Throwing trillions into the fire doesn't matter if it goes to banks to cover busted loans or to governments for essentially the same reason.  There is no multiplier effect with this crap.  Keynes had it exactly ass backwards which should surprise no one. 

So we extend and pretend, the private sector is starved for cash in a sea of liquidity, and the band plays on.  Comrade Ben does not learn.

heyligen's picture

4 credit vaporization, credit out of thin air that used to drive spending and inflation

Ah, those were the times...


FischerBlack's picture


The Spanish government will approve its €3.7bn share of the package this coming Friday (but it’ll still take about a week more to disburse the money as they first have to go borrow it.)


kaiten's picture

There´s no way Greeks will accept 15%-20% decline in nominal wages. The Greek government just stopped the pay increase and look at the reaction. Mark my words, Greece will leave eurozone within few months, a year at most. And then default.

Absinthe Minded's picture

   "The Spanish government will approve its €3.7bn share of the package this coming Friday (but it’ll still take about a week more to disburse the money as they first have to go borrow it.)"

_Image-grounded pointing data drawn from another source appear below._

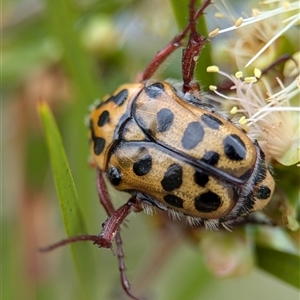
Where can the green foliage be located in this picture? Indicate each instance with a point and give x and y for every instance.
(52, 37)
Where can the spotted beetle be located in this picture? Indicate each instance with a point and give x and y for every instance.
(170, 149)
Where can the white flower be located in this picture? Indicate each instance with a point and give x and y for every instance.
(257, 36)
(267, 113)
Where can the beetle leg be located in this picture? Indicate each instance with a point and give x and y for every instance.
(175, 43)
(111, 227)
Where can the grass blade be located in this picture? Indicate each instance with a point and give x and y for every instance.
(67, 194)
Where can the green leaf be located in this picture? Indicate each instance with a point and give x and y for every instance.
(67, 194)
(284, 266)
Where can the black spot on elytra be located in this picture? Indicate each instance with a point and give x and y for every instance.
(211, 121)
(172, 178)
(263, 192)
(154, 90)
(143, 165)
(103, 118)
(192, 136)
(120, 98)
(114, 176)
(201, 178)
(174, 200)
(234, 147)
(99, 144)
(165, 119)
(211, 158)
(207, 202)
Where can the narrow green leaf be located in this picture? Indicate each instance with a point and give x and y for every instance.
(66, 191)
(283, 265)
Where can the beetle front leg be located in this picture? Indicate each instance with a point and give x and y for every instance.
(112, 224)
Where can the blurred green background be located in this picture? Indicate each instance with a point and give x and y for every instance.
(70, 53)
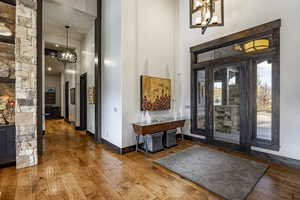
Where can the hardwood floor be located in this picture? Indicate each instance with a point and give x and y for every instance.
(74, 167)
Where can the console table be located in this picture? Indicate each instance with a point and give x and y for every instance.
(143, 128)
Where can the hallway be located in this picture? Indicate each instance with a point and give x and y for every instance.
(74, 167)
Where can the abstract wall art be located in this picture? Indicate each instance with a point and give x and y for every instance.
(155, 93)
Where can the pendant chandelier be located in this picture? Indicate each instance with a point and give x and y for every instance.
(206, 13)
(68, 55)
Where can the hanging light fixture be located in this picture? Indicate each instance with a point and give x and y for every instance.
(206, 13)
(68, 55)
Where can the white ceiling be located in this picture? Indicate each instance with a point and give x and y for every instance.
(57, 15)
(56, 66)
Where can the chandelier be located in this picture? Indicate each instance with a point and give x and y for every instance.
(206, 13)
(68, 55)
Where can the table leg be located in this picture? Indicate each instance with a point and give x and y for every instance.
(146, 145)
(137, 137)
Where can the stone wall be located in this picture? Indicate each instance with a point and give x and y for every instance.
(26, 93)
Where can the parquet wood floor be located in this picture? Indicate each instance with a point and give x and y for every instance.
(73, 167)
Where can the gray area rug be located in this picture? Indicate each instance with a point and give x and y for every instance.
(231, 177)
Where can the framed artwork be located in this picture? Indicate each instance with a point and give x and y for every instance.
(72, 94)
(155, 93)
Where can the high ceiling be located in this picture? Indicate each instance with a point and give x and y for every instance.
(57, 14)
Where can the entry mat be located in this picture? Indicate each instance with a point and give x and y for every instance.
(229, 176)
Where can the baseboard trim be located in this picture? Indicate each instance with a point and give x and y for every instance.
(262, 155)
(78, 128)
(88, 133)
(8, 164)
(128, 149)
(113, 147)
(50, 118)
(117, 149)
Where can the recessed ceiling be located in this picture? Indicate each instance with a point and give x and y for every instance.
(57, 15)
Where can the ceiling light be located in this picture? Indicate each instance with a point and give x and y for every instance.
(206, 13)
(67, 56)
(4, 30)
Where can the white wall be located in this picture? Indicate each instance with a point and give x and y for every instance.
(111, 72)
(149, 35)
(240, 15)
(88, 66)
(53, 81)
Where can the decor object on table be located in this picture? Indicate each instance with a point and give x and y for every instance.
(169, 139)
(229, 176)
(155, 94)
(68, 55)
(72, 94)
(148, 118)
(91, 95)
(206, 13)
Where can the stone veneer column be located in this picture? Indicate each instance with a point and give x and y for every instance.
(26, 90)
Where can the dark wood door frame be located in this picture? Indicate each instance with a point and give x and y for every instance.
(244, 109)
(83, 101)
(67, 101)
(98, 67)
(273, 29)
(39, 82)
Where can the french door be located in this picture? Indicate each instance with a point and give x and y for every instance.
(221, 103)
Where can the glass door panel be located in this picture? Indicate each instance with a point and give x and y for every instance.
(201, 99)
(226, 97)
(264, 100)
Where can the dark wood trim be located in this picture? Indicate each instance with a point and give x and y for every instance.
(235, 58)
(10, 2)
(248, 121)
(237, 37)
(98, 67)
(39, 81)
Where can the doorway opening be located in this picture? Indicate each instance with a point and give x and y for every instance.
(235, 89)
(67, 81)
(83, 102)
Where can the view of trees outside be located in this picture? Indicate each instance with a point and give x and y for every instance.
(264, 100)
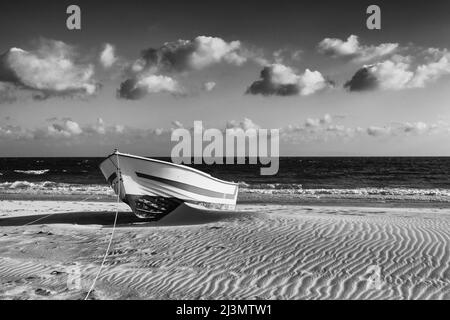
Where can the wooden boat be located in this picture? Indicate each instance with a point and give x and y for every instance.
(154, 188)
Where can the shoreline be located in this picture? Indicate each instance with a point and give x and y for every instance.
(250, 198)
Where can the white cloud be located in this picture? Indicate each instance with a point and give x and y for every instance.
(353, 49)
(108, 56)
(399, 73)
(209, 86)
(50, 70)
(157, 69)
(278, 79)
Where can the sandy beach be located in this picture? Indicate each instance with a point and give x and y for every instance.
(258, 252)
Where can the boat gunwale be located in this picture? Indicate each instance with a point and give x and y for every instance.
(171, 164)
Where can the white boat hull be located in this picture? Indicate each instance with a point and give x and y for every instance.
(154, 188)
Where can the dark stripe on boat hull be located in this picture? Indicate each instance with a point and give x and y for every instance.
(112, 177)
(188, 187)
(151, 207)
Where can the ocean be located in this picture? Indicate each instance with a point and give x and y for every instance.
(424, 180)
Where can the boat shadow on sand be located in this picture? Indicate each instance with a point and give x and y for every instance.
(181, 216)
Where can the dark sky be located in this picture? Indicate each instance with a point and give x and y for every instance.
(375, 117)
(260, 22)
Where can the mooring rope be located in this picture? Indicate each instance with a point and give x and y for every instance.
(112, 232)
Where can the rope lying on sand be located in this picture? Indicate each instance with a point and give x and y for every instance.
(112, 232)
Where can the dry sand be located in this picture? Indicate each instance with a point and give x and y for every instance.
(260, 252)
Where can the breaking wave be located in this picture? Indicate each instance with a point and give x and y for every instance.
(362, 193)
(265, 191)
(49, 188)
(33, 172)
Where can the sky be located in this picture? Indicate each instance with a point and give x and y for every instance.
(137, 70)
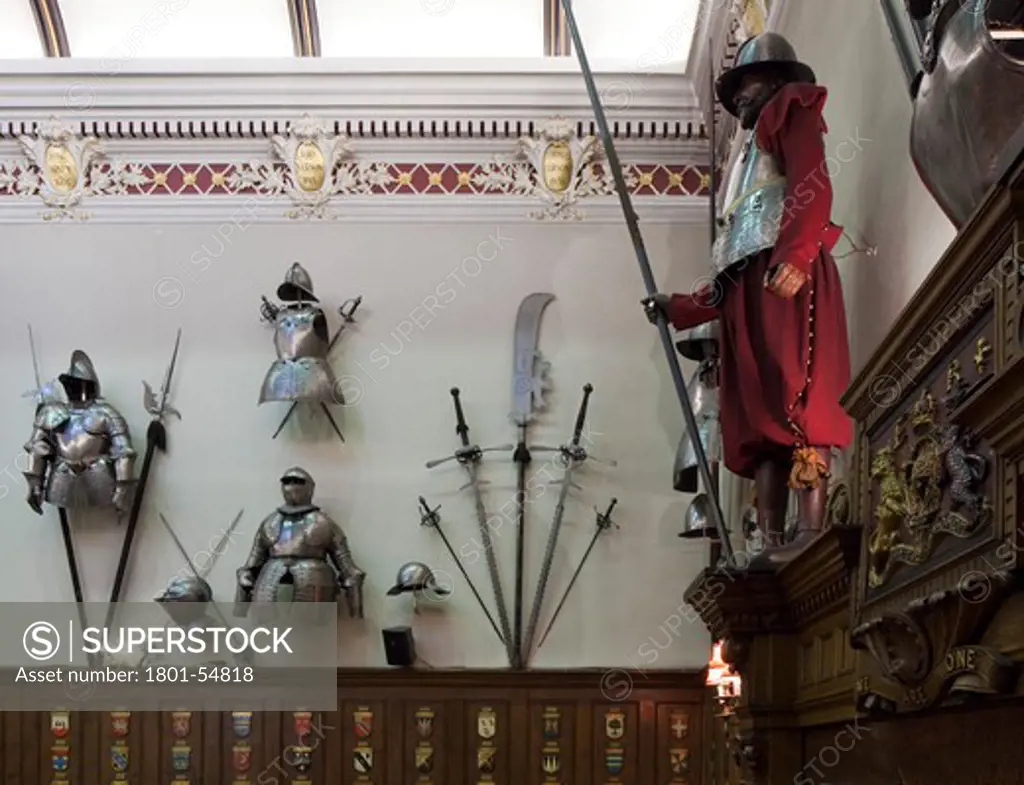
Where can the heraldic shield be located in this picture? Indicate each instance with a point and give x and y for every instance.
(363, 759)
(680, 760)
(614, 759)
(119, 757)
(242, 724)
(425, 759)
(181, 758)
(425, 723)
(59, 724)
(242, 757)
(486, 759)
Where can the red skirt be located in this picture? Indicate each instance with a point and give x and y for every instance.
(784, 363)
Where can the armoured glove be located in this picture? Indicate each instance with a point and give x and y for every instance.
(656, 306)
(35, 495)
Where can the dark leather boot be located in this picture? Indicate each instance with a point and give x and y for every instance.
(771, 486)
(810, 517)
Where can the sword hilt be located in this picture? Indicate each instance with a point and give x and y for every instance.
(604, 521)
(461, 428)
(267, 310)
(347, 309)
(582, 413)
(429, 517)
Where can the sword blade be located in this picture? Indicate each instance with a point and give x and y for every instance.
(648, 278)
(170, 373)
(492, 559)
(549, 557)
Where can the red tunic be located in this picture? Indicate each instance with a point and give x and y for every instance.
(784, 362)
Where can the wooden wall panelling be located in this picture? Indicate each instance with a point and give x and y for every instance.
(519, 702)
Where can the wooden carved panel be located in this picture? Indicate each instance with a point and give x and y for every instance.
(391, 728)
(931, 481)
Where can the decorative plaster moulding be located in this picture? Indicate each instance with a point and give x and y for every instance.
(461, 141)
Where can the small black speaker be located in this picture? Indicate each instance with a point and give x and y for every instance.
(399, 648)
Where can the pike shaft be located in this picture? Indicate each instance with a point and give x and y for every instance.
(648, 278)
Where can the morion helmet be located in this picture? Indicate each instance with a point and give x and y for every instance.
(416, 576)
(768, 51)
(297, 286)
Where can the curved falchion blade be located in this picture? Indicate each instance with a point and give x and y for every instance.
(648, 276)
(527, 368)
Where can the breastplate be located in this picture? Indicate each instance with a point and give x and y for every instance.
(83, 438)
(295, 334)
(753, 206)
(298, 538)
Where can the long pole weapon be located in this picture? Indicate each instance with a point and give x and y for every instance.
(604, 523)
(347, 313)
(76, 579)
(156, 438)
(433, 521)
(572, 455)
(469, 456)
(648, 276)
(528, 383)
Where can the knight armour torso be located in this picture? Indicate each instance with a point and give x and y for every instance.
(301, 373)
(752, 206)
(83, 438)
(303, 536)
(300, 333)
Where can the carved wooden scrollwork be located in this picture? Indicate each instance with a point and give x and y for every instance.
(930, 479)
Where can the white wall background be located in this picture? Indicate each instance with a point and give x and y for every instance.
(108, 289)
(878, 193)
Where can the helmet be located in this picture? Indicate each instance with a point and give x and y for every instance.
(81, 372)
(416, 576)
(763, 52)
(185, 599)
(297, 487)
(697, 523)
(297, 286)
(700, 343)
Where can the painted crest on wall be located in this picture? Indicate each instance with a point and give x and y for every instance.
(562, 171)
(310, 153)
(60, 163)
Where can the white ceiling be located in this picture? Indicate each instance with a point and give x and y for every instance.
(649, 33)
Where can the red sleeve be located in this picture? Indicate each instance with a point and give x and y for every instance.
(792, 128)
(687, 311)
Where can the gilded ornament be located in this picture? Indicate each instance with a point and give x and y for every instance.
(916, 471)
(60, 169)
(309, 167)
(560, 170)
(557, 167)
(981, 351)
(62, 160)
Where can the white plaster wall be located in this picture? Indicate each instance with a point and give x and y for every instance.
(111, 291)
(878, 192)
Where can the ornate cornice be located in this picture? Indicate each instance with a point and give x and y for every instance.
(201, 142)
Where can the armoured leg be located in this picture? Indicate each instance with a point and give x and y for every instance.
(770, 482)
(810, 511)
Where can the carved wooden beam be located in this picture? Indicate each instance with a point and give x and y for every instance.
(51, 29)
(305, 28)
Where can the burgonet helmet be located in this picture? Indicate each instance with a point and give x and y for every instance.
(80, 369)
(768, 51)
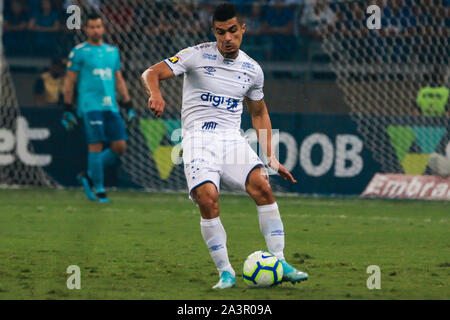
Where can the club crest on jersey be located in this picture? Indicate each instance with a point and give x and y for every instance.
(174, 59)
(209, 70)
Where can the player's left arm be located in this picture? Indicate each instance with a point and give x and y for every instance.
(262, 125)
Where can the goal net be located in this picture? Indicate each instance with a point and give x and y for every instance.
(146, 32)
(394, 79)
(16, 168)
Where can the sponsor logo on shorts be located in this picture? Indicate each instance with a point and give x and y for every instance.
(277, 233)
(209, 125)
(216, 247)
(216, 101)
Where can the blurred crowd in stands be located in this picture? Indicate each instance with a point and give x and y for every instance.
(276, 29)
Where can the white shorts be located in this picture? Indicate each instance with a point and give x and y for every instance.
(210, 156)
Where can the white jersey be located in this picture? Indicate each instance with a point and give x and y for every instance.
(214, 87)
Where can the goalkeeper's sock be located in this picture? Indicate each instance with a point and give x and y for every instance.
(216, 240)
(95, 170)
(272, 229)
(109, 158)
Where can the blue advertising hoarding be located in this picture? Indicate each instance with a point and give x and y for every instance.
(324, 153)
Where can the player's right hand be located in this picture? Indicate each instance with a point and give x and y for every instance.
(69, 119)
(156, 103)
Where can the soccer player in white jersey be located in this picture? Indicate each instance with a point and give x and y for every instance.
(218, 79)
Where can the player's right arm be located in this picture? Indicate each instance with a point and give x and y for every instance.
(151, 78)
(69, 86)
(69, 119)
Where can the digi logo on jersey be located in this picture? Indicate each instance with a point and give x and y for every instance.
(209, 125)
(231, 104)
(209, 70)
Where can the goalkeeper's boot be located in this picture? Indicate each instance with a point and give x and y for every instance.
(101, 197)
(291, 274)
(88, 185)
(226, 281)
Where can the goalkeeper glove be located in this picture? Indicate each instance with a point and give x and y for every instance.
(69, 119)
(128, 114)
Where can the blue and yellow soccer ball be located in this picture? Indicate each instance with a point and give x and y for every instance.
(262, 269)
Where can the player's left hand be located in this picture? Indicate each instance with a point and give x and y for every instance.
(129, 116)
(282, 171)
(131, 119)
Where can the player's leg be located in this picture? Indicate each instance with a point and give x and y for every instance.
(116, 133)
(95, 135)
(206, 196)
(271, 225)
(111, 155)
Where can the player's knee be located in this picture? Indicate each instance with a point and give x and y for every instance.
(206, 197)
(261, 192)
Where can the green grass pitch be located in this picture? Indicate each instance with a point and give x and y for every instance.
(149, 246)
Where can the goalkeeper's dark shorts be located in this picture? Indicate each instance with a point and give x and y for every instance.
(104, 126)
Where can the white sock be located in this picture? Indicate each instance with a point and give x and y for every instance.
(272, 229)
(216, 240)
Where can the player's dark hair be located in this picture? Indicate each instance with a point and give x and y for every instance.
(93, 16)
(224, 12)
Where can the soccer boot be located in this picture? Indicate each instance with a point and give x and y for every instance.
(291, 274)
(101, 197)
(226, 281)
(87, 184)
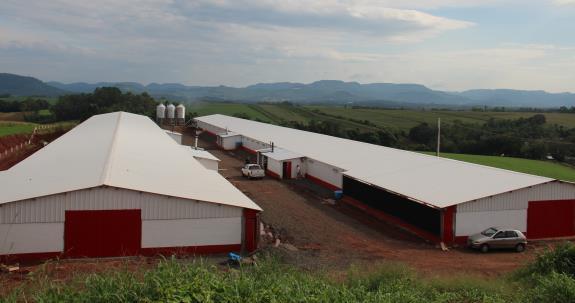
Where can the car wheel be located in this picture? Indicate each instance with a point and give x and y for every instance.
(520, 247)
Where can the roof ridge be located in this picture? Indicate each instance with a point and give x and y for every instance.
(108, 164)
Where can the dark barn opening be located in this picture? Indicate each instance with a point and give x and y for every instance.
(416, 214)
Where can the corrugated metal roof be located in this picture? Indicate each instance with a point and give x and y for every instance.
(428, 179)
(122, 150)
(200, 153)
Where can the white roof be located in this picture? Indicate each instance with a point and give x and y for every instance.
(436, 181)
(120, 150)
(200, 153)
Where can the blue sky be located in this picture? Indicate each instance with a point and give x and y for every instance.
(444, 44)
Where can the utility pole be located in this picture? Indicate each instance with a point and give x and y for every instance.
(438, 135)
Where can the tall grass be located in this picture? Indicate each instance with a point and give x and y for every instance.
(270, 281)
(550, 278)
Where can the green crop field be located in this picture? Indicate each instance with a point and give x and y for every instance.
(535, 167)
(11, 128)
(388, 118)
(405, 119)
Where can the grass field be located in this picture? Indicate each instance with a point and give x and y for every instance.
(11, 128)
(535, 167)
(548, 278)
(50, 100)
(405, 119)
(388, 118)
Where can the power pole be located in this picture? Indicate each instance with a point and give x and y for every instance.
(438, 135)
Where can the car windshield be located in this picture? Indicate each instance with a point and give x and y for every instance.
(489, 232)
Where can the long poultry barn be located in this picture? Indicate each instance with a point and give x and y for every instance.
(439, 199)
(118, 185)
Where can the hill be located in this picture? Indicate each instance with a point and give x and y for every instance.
(339, 92)
(26, 86)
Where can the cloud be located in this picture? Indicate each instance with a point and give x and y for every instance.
(564, 2)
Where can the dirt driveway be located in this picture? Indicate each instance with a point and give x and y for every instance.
(331, 236)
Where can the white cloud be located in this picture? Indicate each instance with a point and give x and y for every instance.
(564, 2)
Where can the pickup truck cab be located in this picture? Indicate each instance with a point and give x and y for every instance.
(253, 171)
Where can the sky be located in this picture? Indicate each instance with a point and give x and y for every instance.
(444, 44)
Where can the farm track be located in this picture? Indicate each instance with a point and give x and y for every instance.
(334, 237)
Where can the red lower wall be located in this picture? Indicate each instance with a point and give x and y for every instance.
(272, 174)
(251, 230)
(448, 228)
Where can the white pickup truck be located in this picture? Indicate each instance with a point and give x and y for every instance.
(253, 171)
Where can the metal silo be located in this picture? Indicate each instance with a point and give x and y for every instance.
(170, 114)
(180, 114)
(160, 113)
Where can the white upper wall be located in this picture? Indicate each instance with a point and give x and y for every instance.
(437, 181)
(120, 150)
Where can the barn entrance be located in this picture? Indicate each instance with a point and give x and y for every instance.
(286, 171)
(102, 233)
(550, 219)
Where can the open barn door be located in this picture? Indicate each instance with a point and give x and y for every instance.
(550, 219)
(102, 233)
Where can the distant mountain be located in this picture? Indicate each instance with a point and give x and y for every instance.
(26, 86)
(82, 87)
(324, 91)
(510, 97)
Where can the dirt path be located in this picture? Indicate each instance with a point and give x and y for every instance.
(330, 237)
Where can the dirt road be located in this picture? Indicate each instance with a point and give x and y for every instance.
(329, 236)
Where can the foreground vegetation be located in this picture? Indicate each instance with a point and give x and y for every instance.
(550, 278)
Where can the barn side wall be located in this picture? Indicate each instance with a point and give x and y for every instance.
(507, 209)
(253, 145)
(199, 232)
(231, 142)
(275, 167)
(321, 172)
(208, 163)
(37, 225)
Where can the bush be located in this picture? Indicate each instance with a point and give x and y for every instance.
(552, 288)
(560, 260)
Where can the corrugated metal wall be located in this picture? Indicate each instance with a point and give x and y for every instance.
(154, 207)
(519, 199)
(254, 144)
(325, 172)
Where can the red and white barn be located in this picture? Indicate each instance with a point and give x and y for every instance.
(117, 185)
(439, 199)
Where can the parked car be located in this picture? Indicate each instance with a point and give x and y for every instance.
(253, 171)
(496, 238)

Who in their right mind would even think of loaning that money to Spain?

The Alarmist's picture

Someone who borrowed it from someone else, leveraged it up another 30x or so, and then bought CDSs on Spains sovereign debt .... In other words, the Vampire Squid.


kaiserhoff's picture

This has nothing much to do with Greece.  As soon as anyone defaults (Portugal, Illinois, the Neoga sewer district) long rates will spike.  When long rates adjust to reality, all ponzies die. 

That's why Ben and Timmy work so hard juggling buzz saws.  LOL

HomemadeLasagna's picture


This isn't buying time to delay a Greek default, it's buying time to delay a world default.

If it gains me a few extra months to make personal preparations as well, then the Greeks are welcome to as many of these soon-to-be-worthless dollars as they'd like.

The alternative is that the whole cascade starts sooner, which means it hits my backyard sooner...

MsCreant's picture

Everyone is insolvent. The real problem is no one can think of a story to cook up, that everyone will buy (even politely turning their head the other way), that will allow them to print to the moon. None of the stories (loans, austerity, interest, blah) add up to anything credible that someone would even believe works. There is no kicking this can, the can is at the end of the road.